In research supported by Mars Inc., a worldwide food manufacturer known largely for its chocolate and candy products, senior author Dr. Scott A. Small , colleagues from several other US universities recruited 37 healthy volunteers between the ages of 50 and 69. Each study participant randomly received an eating plan that was either high in dietary cocoa flavanols (900mg per day) or a low-flavanol diet (10mg) for three months.
Brain imaging and memory tests were administered to each subject both pre and post the research, the researchers said. The mind imaging measured blood volume in a part of the hippocampal formation referred to as dentate gyrus, a measure of metabolism, and the memory test involved a 20-minute session of pattern-recognition exercises designed to evaluate the type of memory controlled by this particular brain structure.
According to Rosa Silverman from the Telegraph, “those who had consumed a higher dose performed much faster than those who received a low dose.” The difference, she explained, is considered to be caused by an increase in blood volume within the dentate gyrus directly due to the higher intake of cocoa flavanols.

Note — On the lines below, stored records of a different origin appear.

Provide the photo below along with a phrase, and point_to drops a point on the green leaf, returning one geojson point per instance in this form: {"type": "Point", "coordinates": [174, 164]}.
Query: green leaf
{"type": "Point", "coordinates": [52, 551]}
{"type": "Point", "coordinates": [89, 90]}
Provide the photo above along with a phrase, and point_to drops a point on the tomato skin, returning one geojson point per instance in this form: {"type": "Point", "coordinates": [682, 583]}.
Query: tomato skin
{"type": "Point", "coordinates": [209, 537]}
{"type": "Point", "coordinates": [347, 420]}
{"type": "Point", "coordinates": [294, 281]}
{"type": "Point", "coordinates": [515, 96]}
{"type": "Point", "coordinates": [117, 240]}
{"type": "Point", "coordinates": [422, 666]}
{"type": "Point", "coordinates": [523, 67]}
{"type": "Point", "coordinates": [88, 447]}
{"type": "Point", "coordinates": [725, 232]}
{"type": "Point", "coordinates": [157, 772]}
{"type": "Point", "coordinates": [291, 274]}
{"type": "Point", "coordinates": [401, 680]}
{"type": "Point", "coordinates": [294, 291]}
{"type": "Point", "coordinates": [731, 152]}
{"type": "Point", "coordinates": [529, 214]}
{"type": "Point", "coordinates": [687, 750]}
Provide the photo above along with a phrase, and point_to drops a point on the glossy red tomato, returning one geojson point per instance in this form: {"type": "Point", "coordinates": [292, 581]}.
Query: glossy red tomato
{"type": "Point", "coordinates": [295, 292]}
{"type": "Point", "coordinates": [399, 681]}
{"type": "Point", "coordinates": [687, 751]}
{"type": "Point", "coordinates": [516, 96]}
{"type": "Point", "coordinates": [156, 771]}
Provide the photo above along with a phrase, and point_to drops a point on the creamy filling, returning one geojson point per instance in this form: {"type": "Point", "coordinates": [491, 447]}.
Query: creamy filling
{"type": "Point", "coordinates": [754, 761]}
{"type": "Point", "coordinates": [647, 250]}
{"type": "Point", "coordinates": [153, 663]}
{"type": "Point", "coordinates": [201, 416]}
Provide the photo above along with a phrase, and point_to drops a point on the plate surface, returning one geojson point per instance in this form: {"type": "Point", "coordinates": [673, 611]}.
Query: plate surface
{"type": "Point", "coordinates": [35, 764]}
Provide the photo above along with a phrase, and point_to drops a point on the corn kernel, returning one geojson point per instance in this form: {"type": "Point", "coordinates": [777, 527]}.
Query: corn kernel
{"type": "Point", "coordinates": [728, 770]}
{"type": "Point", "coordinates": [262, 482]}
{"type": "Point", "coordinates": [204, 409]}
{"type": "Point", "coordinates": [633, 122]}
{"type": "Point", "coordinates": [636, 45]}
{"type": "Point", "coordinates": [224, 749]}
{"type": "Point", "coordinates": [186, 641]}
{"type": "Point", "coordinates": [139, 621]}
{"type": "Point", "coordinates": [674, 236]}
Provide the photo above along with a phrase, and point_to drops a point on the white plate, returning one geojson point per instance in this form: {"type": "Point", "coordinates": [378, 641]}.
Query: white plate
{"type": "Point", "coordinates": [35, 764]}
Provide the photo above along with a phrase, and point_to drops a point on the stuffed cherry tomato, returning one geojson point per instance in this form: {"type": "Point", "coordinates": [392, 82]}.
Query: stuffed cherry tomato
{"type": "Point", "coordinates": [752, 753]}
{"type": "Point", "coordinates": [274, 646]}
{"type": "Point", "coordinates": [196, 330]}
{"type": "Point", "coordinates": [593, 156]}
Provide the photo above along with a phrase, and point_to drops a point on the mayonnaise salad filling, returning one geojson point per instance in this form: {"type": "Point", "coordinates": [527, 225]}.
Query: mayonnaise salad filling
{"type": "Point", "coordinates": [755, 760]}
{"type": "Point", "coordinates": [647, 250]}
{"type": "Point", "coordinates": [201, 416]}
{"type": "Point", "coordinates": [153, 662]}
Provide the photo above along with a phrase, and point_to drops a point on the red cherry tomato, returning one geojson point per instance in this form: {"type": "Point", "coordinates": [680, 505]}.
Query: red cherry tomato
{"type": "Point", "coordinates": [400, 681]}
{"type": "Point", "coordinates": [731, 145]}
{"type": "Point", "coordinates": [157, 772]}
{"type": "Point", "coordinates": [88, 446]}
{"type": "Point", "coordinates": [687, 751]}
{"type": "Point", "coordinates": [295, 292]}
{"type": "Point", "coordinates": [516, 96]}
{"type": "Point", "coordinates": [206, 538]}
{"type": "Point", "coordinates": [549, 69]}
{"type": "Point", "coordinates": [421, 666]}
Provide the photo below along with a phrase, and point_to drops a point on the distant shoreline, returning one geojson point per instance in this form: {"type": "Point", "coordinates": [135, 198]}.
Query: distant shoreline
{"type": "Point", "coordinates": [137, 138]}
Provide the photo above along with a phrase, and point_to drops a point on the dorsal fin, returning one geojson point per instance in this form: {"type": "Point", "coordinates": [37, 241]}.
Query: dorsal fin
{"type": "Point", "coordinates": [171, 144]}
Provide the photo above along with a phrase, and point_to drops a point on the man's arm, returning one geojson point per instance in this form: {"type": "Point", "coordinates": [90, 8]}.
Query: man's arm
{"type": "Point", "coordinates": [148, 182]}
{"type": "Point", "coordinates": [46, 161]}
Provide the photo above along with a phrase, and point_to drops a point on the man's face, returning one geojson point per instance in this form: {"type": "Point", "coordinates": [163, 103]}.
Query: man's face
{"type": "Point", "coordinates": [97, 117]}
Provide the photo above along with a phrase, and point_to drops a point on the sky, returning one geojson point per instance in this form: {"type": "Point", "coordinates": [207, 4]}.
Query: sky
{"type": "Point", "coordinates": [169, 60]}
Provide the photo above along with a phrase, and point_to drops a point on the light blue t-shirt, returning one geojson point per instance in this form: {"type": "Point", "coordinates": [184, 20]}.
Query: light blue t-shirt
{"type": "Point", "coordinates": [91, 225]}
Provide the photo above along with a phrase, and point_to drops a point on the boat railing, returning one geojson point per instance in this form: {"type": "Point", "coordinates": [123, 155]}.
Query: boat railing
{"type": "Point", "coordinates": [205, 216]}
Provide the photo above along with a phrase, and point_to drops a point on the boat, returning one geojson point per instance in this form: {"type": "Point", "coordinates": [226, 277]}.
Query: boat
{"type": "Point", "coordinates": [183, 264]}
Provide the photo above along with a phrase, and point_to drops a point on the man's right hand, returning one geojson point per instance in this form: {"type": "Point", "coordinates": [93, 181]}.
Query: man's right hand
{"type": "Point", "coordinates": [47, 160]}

Previous research had linked a decline in function in that region of the brain during old age to gradual loss of memory.
“When we imaged our research subjects’ brains, we found noticeable improvements within the purpose of the dentate gyrus in people who consumed the high-cocoa-flavanol drink,” Dr. Adam M. Brickman, lead author of the study and an associate professor of neuropsychology at Columbia University’s for Research on Alzheimer’s Disease and also the Aging Brain, said inside a statement.
Specifically, Dr. Small told New York Times reporter Pam Belluck the people in the high-flavanol group performed an average of 25 % better around the memory test than their low-flavanol counterparts. Which means their results were about just like people who were two to three decades younger, the CUMC researcher noted.
“If a participant had the memory of the 60-year-old at the beginning of the research, after three months that individual on average had the memory of a typical 30- or 40-year-old,” Dr. Small said. However, also, he cautioned that their study was small, which the findings must be replicated inside a forthcoming larger study planned by his team.
“This well-designed but small study suggests the antioxidants present in cocoa can improve cognitive performance by improving blood circulation to some certain region from the brain,” said Dr. Clare Walton, research manager in the Alzheimer’s Society, based on the Daily Mail. “The brain region is known to be affected in ageing, but as yet we don’t know whether these brain changes take part in dementia.”
Likewise, Dr. Simon Ridley, head of research at Alzheimer’s Research UK, said that people should not look at the study findings like a sign to stockpile chocolate bars, because the supplement used in the study was specially formulated from cocoa beans. Actually, the researchers noticed that most methods of processing cocoa actually remove many of the flavanols found in the cocoa plant itself C they ought to be specially extracted utilizing a proprietary process.
“The precise formulation used in the CUMC study has additionally been shown to improve cardiovascular health. Brigham and Women’s Hospital in Boston recently announced an NIH-funded study of 18,000 men and women to determine whether flavanols can help prevent heart attacks and strokes,” the university explained. “The researchers explain the product used in the research is not the just like chocolate, and they caution against a rise in chocolate consumption so that they can gain this effect.”